# Random Forest Classifier for Project Proposal

## Import Necessary Libraries

In [49]:
import numpy as np
import pandas as pd
import seaborn as sns
import matplotlib.pyplot as plt
from sklearn.model_selection import train_test_split, cross_val_score, GridSearchCV
from sklearn.ensemble import RandomForestClassifier
from sklearn.metrics import accuracy_score, confusion_matrix, classification_report
from sklearn.tree import plot_tree
from sklearn.feature_selection import SelectFromModel
import joblib
import random

### Read Data from .csv File

In [50]:
card_data = pd.read_csv("card_transdata.csv")

### Display All Data

In [51]:
card_data.describe(include="all")

Unnamed: 0,distance_from_home,distance_from_last_transaction,ratio_to_median_purchase_price,repeat_retailer,used_chip,used_pin_number,online_order,fraud
count,1000000.0,1000000.0,1000000.0,1000000.0,1000000.0,1000000.0,1000000.0,1000000.0
mean,26.628792,5.036519,1.824182,0.881536,0.350399,0.100608,0.650552,0.087403
std,65.390784,25.843093,2.799589,0.323157,0.477095,0.300809,0.476796,0.282425
min,0.004874,0.000118,0.004399,0.0,0.0,0.0,0.0,0.0
25%,3.878008,0.296671,0.475673,1.0,0.0,0.0,0.0,0.0
50%,9.96776,0.99865,0.997717,1.0,0.0,0.0,1.0,0.0
75%,25.743985,3.355748,2.09637,1.0,1.0,0.0,1.0,0.0
max,10632.723672,11851.104565,267.802942,1.0,1.0,1.0,1.0,1.0


### Drop All NaN / NA Values from Dataset

In [52]:
card_data.dropna()

Unnamed: 0,distance_from_home,distance_from_last_transaction,ratio_to_median_purchase_price,repeat_retailer,used_chip,used_pin_number,online_order,fraud
0,57.877857,0.311140,1.945940,1.0,1.0,0.0,0.0,0.0
1,10.829943,0.175592,1.294219,1.0,0.0,0.0,0.0,0.0
2,5.091079,0.805153,0.427715,1.0,0.0,0.0,1.0,0.0
3,2.247564,5.600044,0.362663,1.0,1.0,0.0,1.0,0.0
4,44.190936,0.566486,2.222767,1.0,1.0,0.0,1.0,0.0
...,...,...,...,...,...,...,...,...
999995,2.207101,0.112651,1.626798,1.0,1.0,0.0,0.0,0.0
999996,19.872726,2.683904,2.778303,1.0,1.0,0.0,0.0,0.0
999997,2.914857,1.472687,0.218075,1.0,1.0,0.0,1.0,0.0
999998,4.258729,0.242023,0.475822,1.0,0.0,0.0,1.0,0.0


### Get Unique Values From the Dependent Vairable Column (Whether the Transction is Fraulent or Not)

In [53]:
print(np.unique(card_data['fraud']))

[0. 1.]


### Now that we know they are unique values of 0 - false or 1 - true

- Convert all floats to ints

In [54]:
card_data['fraud'] = card_data['fraud'].astype(int)

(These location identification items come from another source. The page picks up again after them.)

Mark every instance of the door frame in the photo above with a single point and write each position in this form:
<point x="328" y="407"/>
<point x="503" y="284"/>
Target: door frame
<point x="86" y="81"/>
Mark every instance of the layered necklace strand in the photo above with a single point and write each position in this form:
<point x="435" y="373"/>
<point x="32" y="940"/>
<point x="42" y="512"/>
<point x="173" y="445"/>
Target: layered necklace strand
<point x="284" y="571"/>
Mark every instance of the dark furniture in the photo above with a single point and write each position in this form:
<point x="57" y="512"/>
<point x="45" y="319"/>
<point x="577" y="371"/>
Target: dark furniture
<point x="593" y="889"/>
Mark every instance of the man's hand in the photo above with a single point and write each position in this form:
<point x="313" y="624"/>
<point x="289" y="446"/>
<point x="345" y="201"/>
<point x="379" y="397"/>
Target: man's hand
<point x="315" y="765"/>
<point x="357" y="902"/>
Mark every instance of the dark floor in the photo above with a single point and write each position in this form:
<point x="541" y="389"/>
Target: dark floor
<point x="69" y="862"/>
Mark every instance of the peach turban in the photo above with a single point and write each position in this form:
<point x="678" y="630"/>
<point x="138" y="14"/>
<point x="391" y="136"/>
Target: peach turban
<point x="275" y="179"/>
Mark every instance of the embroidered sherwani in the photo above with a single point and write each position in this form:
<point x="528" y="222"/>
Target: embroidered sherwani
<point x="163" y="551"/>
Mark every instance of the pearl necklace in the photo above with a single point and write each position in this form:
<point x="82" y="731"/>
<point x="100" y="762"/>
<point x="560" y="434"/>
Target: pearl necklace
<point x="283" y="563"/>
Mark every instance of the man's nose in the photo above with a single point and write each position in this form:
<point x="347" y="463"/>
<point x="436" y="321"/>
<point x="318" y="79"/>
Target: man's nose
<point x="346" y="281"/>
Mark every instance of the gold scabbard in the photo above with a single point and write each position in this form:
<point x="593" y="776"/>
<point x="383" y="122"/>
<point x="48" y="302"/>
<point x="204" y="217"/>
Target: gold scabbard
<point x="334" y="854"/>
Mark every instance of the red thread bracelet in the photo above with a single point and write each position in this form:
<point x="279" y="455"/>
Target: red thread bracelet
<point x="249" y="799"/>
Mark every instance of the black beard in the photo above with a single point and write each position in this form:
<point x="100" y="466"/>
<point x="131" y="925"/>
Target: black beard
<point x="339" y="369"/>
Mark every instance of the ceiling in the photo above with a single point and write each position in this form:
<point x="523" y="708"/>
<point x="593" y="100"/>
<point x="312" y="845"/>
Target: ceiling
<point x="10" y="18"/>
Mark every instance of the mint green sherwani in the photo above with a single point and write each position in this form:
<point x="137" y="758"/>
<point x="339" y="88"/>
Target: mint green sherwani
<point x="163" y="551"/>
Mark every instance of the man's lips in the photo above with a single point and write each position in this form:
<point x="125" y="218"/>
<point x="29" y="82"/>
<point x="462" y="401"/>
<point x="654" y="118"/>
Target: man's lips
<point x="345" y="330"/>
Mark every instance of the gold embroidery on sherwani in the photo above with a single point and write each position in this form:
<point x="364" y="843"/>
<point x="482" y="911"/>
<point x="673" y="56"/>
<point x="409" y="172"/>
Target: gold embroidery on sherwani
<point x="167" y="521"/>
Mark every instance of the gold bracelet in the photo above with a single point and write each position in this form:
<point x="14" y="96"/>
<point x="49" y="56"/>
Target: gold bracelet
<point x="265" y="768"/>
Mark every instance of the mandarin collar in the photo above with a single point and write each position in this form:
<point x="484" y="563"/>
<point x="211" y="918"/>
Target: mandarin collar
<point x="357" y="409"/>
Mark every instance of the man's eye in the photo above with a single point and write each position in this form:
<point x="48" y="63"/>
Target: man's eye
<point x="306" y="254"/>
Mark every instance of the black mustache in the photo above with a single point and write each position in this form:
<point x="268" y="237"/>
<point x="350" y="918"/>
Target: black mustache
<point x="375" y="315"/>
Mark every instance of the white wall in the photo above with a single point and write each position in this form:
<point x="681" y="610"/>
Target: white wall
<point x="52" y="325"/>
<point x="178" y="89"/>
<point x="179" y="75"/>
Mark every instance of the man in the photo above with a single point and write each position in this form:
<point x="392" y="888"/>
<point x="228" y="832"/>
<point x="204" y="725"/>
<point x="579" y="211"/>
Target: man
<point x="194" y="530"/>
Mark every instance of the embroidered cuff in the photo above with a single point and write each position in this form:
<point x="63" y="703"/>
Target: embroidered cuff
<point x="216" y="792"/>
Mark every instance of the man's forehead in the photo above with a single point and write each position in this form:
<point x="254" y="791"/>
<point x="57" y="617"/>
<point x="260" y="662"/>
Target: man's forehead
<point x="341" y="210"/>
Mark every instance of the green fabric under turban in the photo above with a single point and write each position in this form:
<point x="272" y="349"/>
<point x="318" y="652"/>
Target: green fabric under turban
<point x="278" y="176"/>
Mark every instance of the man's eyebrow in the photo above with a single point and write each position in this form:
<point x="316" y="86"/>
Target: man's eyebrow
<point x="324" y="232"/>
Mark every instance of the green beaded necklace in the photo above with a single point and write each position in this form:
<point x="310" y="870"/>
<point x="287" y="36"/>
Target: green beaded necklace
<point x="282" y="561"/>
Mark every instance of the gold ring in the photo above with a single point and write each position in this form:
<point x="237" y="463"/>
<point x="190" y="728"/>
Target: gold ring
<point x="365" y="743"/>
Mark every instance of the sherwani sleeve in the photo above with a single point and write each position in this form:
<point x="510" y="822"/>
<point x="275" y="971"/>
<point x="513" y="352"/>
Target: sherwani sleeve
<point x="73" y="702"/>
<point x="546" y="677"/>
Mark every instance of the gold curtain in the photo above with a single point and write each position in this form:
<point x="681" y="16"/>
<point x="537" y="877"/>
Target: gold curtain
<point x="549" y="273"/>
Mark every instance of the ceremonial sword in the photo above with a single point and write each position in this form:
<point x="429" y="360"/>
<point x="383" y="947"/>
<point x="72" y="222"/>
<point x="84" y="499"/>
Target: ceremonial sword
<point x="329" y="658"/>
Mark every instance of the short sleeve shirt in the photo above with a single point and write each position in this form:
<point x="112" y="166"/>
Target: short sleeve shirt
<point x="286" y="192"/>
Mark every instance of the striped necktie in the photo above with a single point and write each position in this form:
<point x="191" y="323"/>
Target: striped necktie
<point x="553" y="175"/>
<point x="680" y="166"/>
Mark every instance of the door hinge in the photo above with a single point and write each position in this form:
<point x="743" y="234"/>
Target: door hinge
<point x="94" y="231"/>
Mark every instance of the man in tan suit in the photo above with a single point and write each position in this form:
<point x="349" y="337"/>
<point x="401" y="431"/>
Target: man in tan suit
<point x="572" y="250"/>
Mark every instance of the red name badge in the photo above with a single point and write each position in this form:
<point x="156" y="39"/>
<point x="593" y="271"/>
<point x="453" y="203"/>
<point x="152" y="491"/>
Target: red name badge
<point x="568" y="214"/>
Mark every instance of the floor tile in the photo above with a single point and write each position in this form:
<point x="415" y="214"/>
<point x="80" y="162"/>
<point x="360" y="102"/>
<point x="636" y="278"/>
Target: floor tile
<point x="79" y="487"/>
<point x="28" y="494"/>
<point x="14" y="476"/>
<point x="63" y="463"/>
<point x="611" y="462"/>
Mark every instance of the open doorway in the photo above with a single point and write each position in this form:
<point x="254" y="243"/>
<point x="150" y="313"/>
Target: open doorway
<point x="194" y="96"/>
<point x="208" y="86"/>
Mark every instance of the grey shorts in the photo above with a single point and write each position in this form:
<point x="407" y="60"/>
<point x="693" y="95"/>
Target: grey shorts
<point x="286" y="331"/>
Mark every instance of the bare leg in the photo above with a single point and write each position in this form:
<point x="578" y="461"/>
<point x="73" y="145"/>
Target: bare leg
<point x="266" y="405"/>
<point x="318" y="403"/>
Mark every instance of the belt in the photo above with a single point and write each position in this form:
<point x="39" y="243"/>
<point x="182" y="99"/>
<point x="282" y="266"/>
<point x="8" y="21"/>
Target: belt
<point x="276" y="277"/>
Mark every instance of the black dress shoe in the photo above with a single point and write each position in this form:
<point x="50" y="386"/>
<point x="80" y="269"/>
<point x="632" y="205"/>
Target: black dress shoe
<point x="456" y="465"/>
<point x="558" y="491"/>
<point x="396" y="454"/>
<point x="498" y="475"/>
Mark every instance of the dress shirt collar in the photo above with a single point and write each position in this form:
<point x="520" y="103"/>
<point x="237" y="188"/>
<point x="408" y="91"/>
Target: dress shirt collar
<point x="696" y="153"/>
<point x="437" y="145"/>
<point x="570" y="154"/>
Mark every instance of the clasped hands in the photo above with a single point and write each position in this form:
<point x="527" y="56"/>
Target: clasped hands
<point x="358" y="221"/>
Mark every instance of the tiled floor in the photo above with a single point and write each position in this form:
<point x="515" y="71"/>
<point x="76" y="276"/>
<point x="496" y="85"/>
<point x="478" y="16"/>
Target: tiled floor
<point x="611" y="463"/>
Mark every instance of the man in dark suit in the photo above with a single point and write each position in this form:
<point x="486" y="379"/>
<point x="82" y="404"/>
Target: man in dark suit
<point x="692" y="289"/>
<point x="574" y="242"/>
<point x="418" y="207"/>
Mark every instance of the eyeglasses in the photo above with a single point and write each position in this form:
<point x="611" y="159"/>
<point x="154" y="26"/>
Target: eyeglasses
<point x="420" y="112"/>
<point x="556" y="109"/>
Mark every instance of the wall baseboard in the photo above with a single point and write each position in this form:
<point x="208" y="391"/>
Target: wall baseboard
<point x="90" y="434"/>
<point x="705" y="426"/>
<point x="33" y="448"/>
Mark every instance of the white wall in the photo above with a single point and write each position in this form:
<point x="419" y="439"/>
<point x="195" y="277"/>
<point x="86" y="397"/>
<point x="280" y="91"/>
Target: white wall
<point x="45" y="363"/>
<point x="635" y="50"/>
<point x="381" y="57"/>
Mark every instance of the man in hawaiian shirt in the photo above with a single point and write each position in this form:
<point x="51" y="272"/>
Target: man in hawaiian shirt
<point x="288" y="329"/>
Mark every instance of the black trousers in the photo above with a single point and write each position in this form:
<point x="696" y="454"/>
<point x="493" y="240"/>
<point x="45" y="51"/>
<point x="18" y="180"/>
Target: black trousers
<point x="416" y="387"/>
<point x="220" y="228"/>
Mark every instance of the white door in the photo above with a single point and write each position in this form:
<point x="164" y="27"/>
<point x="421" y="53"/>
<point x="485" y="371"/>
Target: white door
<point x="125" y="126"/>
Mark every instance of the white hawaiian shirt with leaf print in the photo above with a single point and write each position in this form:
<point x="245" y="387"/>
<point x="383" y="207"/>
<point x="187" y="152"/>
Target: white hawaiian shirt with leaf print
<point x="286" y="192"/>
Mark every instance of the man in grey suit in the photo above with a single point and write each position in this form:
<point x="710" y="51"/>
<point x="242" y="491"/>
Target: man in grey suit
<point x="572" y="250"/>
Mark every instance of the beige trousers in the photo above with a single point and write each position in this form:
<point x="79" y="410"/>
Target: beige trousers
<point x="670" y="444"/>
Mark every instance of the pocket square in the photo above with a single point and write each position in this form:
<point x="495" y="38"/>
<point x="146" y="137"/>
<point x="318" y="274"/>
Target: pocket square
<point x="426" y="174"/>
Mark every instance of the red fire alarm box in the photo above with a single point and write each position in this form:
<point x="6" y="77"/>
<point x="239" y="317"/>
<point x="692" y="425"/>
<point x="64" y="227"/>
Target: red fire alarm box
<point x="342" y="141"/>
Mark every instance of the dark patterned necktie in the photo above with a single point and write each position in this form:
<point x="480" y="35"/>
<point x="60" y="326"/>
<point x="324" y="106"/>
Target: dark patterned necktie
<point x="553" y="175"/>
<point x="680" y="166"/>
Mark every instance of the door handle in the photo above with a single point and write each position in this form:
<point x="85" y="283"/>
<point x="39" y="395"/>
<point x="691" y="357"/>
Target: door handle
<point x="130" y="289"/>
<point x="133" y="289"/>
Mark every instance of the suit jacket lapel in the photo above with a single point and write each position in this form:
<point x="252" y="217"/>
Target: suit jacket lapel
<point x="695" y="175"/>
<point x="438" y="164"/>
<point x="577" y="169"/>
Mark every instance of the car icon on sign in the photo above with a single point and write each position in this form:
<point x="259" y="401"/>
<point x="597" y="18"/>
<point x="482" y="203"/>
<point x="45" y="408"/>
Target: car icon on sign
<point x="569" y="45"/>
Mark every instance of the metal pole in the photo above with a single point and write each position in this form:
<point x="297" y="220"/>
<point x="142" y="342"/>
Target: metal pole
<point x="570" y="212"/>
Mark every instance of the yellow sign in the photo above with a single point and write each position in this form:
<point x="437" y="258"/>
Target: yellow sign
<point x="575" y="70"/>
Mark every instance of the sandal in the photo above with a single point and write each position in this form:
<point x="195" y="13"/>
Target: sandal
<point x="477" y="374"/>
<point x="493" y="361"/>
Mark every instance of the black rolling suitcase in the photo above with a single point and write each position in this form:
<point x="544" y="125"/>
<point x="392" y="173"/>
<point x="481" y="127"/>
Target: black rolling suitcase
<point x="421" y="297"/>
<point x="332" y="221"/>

### Radomize the Samples to Drop

In [55]:
random.seed(42)
rows_to_drop = random.sample(range(len(card_data)), 750000)

In [56]:
trimmed_card_data = card_data.drop(rows_to_drop)

In [57]:
trimmed_card_data.describe()

Unnamed: 0,distance_from_home,distance_from_last_transaction,ratio_to_median_purchase_price,repeat_retailer,used_chip,used_pin_number,online_order,fraud
count,250000.0,250000.0,250000.0,250000.0,250000.0,250000.0,250000.0,250000.0
mean,26.596648,5.031841,1.826702,0.88114,0.349708,0.100856,0.649292,0.086808
std,68.24695,33.69722,2.824662,0.323624,0.476879,0.301139,0.477193,0.281554
min,0.004874,0.000118,0.004399,0.0,0.0,0.0,0.0,0.0
25%,3.864177,0.29669,0.47876,1.0,0.0,0.0,0.0,0.0
50%,9.978866,0.998117,1.000741,1.0,0.0,0.0,1.0,0.0
75%,25.736275,3.338968,2.102473,1.0,1.0,0.0,1.0,0.0
max,10632.723672,11851.104565,267.802942,1.0,1.0,1.0,1.0,1.0


In [58]:
print(trimmed_card_data['fraud'].value_counts())

fraud
0    228298
1     21702
Name: count, dtype: int64


## Even out the Amount of Fraudulent and Non-Fraudulent Transactions to Solve Class Imbalance (The Following 3 Cells are Commented out when Using Stratified Sampling)

In [59]:
minimum_samples = min(trimmed_card_data['fraud'].value_counts())

In [60]:
print(minimum_samples)

21702


In [61]:
fraud_samples = trimmed_card_data[trimmed_card_data['fraud'] == 1].sample(minimum_samples,random_state=42)
non_fraud_samples = trimmed_card_data[trimmed_card_data['fraud'] == 0].sample(minimum_samples,random_state=42)    

### Confirm the Data Set is Even

In [62]:
print(len(fraud_samples))
print(len(non_fraud_samples))

21702
21702


### Combine the Datasets

In [63]:
balanced_card_data = pd.concat([fraud_samples,non_fraud_samples])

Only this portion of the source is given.